Fairmont Hotels and Resorts
is a unique collection of 38 properties throughout six countries; eight of these world-class resorts date back to the late 1800s. The Fairmont collection includes historic icons, elegant resorts and modern city centre properties. Following the recent acquisition of the Princess Hotel Chain, The Fairmont has doubled in size. Having recently re-assessed the power of their offerings, Fairmont has gone through a massive re-branding process, which has been enabled by the implementation of a new strategy.
At the end of last year, Fairmont announced
the launch of its ambitious e-business strategy, designed to deliver the industry`s most customised and personal travel experience. The recent addition
of wireless connectivity in all public spaces of hotels,
is part of Fairmont`s goal to deliver an enhanced experience for guests and visitors, who can now access the internet without having to worry about wired connections. This makes Fairmont the first lodging company in the world to offer such a comprehensive service. The plan is that by the end of 2002, Fairmont will offer all forms of high-speed connectivity for travellers including Ethernet and wireless access in meeting rooms and public spaces.
Service is offered for $9.95 local currency for a 24-hour time period, and can be paid with a credit card interface in most properties. Gold and Platinum members of Fairmont President`s Club, the hotel company`s frequent guest program, will have complimentary access to wireless, as well as in-room high-speed Internet access. In addition, access to Fairmont hosted sites, and the Virtual Concierge and are complimentary to all users.
Fairmont currently has an end-to-end Cisco network infrastructure in place, which has made it possible to extend high-speed connectivity across its entire resort, connecting all 38 properties. The creation of this unified network infrastructure provides a vehicle for Fairmont to communicate with guests via new technologies, while offering enhanced services and reinforcing the brand promise of providing `The Heart of the Destination`.
, Vice President Technlogy tells ITN, “We are a new brand. People are not aware what this Fairmont stands for”. Acknowledging that the Fairmont is behind other competitors that have had decades of exposure, he adds, “We have sunk disproportionately more capital into the electronic marketplace and many initiatives are now aimed at branding and awareness”.
Tim informs me that the three main objectives for the strategy are “to track preferences of top loyalty customer members, to support demand in the internet marketplace, and to create brand awareness”.
While delivering targeted and personalised information to existing and potential customers`, not everyone needs the same information.
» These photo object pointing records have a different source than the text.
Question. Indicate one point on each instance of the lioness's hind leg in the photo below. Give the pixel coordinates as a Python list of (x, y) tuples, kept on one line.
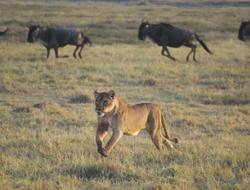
[(157, 140)]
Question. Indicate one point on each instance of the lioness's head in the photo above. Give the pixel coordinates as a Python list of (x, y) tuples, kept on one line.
[(104, 102)]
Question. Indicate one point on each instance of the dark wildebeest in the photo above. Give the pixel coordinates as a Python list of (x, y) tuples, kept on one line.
[(244, 31), (4, 32), (167, 35), (53, 38)]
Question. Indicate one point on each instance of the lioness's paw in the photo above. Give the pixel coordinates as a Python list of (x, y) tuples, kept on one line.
[(102, 152)]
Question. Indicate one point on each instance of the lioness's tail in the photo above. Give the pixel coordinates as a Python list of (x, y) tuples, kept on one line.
[(163, 122), (203, 44)]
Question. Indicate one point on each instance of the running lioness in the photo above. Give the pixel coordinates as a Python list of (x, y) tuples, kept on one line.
[(125, 119)]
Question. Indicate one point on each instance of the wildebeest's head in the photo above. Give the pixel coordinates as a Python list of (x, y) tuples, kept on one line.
[(87, 40), (32, 29), (142, 29)]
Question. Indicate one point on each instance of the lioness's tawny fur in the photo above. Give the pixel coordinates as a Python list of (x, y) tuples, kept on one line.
[(125, 119)]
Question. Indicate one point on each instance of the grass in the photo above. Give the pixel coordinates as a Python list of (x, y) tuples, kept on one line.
[(47, 119)]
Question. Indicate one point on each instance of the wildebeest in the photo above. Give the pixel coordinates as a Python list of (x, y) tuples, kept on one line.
[(244, 31), (4, 32), (54, 38), (166, 35)]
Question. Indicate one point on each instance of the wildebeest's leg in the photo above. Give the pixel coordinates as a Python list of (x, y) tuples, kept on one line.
[(48, 51), (193, 50), (74, 54), (194, 54), (187, 58), (56, 52), (80, 52), (165, 49)]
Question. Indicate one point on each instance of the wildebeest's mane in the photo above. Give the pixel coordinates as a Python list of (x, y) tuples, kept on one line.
[(166, 25)]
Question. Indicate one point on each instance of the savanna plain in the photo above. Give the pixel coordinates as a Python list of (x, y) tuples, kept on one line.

Therefore, the challenge for the Fairmont will be to customise information for the end user.
At around 7% usage, Tim tells me that wireless connectivity has been well received and is one of the most commonly used amenities. “We get a lot of positive feedback about how much productivity the guests achieve and an overall sense of satisfaction”. He added, “I think people are overall pleased that the Fairmont has made such a broad commitment”.
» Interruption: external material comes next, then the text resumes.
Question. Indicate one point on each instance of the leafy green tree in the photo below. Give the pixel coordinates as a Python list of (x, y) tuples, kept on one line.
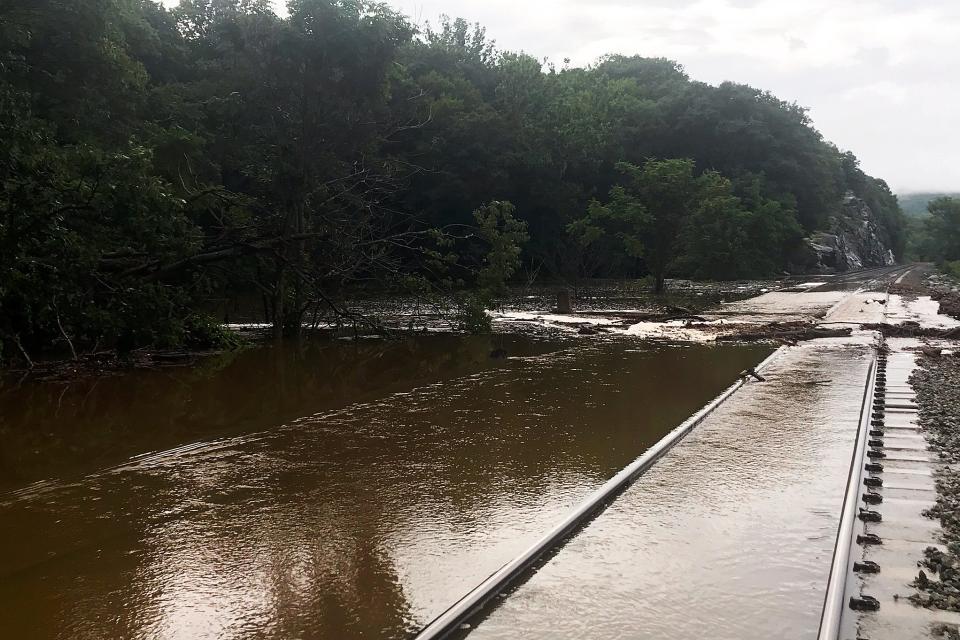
[(943, 227), (647, 212)]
Wireless technology is growing at a great speed, with an estimated 137 million Americans equipped with some type of wireless service. The influence and possibilities that it presents for our industry are astonishing.
Recently at the Hospitality Sales & Marketing Association International`s (HSMAI),
Henry H. Harteveldt, senior analyst at Forrester Research
, provided some interesting statistics to put usage into perspective:
U.S. laptop and mobile phone owners are mainstream, but PDA owners are more elite;
26% of business travellers are 24% more likely than leisure travellers to have a wireless device;
Business bookers are 44% more likely than all business travellers to own a wireless device;
Smaller devices win wireless access on the go: Laptops are used the least, both at airports and hotels; mobile phones win at airports and are number 2 at hotels; and PDAs win at hotels yet are number 2 at airports.
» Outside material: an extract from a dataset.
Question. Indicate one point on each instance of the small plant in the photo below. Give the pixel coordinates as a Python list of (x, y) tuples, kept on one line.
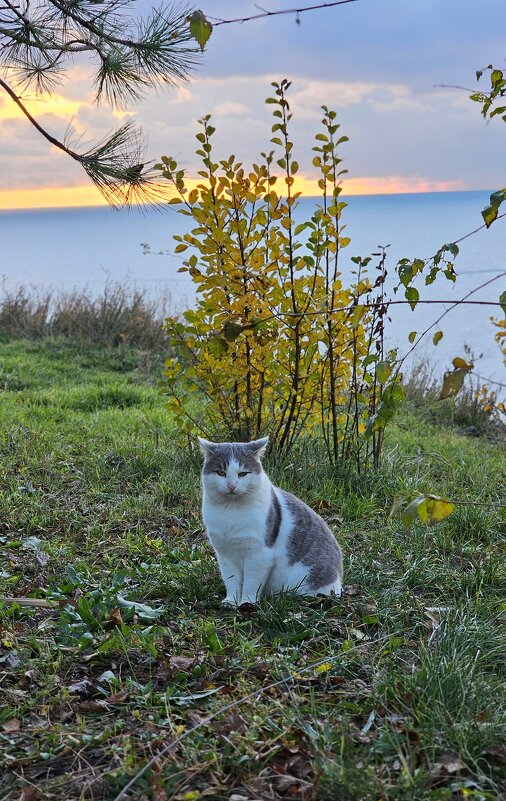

The Fairmont is currently on target with timelines and budgeting for their e-strategy, which Tim refers to as a “three portal strategy”. He informs me, “The three portals are interconnected and managed to a common content management framework with dynamic content”.
The three portals target different audiences: there is an external portal, fairmont.com; an internal portal, myfairmont.com; and an in-hotel portal, thefairmont.net. These portals have been created as a point of access for information, offering a low cost method of distribution for Fairmont.
Tim contends that a huge sense of efficiency has already been gained from management capabilities. The Fairmont will next focus on extending capabilities to the guest on the digital front. Bearing in mind the Fairmont Slogan, `Places in the Heart`, Tim comments “We must also focus to provide guests with real-time access to all the information and capabilities to a total experience when they are at Fairmont cities and resorts”.
Fairmont has clearly recognised that wireless technology offers valuable applications that can enhance business operations and customer relationships. However, with every benefit comes a cost. It has been suggested that advances of technology, such as wireless, could result in a customer base short on patience, with changing expectations.
Dr. Lalia Rach, Ed.D, associate dean of the Preston Robert Tisch Center for Hospitality, Tourism and Travel Administration at New York University commented
“Consumers will not want to wait in real time when they don`t have to wait virtually”.